Published: Sept. 17, 2019

Ashutosh Trivedi

Department of Computer Science, University of Colorado Boulder

Reinforcement Learning and Formal Requirements

Reinforcement learning is an approach to controller synthesis where agents rely on reward signals to choose actions in order to satisfy the requirements implicit in reward signals. Oftentimes non-experts have to come up with the requirements and their translation to rewards under significant time pressure, even though manual translation is time-consuming and error-prone. For safety-critical applications of reinforcement learning, a rigorous design methodology is needed and, in particular, a principled approach to requirement specification and to the translation of objectives into the form required by reinforcement learning algorithms.

Formal logic provides a foundation for the rigorous and unambiguous requirement specification of learning objectives. However, reinforcement learning algorithms require requirements to be expressed as scalar reward signals. We discuss a recent technique, called limit-reachability, that bridges this gap by faithfully translating logic-based requirements into the scalar reward form needed in model-free reinforcement learning. This technique enables the synthesis of controllers that maximize the probability to satisfy given logical requirements using off-the-shelf, model-free reinforcement learning algorithms.

 

Speaker Bio: Ashutosh Trivedi is an assistant professor in the Department of Computer Science at the University of Colorado Boulder.
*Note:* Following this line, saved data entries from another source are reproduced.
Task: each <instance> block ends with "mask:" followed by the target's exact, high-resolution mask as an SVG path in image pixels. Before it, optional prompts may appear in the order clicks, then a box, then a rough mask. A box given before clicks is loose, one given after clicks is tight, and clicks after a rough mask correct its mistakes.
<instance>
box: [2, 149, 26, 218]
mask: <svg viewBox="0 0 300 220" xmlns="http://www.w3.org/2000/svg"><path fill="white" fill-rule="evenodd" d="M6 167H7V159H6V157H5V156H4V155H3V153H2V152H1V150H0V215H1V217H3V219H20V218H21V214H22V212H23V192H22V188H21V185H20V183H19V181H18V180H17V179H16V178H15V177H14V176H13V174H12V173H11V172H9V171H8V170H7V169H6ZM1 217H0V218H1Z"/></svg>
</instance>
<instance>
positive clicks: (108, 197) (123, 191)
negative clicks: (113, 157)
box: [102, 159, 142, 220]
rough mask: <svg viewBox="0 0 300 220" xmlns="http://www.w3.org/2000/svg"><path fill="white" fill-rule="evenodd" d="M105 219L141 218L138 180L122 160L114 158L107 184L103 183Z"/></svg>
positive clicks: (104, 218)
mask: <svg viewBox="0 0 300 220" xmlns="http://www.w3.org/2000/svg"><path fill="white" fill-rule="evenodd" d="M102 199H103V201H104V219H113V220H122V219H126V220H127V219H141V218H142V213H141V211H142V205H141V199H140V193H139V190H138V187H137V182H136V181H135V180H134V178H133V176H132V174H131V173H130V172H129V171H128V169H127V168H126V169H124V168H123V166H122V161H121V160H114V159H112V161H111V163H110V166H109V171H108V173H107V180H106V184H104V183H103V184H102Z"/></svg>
He is affiliated with the Programming Languages and Verification Group and the Theory Group at the University of Colorado Boulder.His research focuses on applying rigorous mathematical reasoning techniques to design and analyze safe and secure cyber-physical systems(CPS) with guaranteed performance. He investigates foundational issues (decidability and complexity) related to modeling and analysis of CPS as well as practically focused tools that can be used by practitioners to analyze large systems at scale.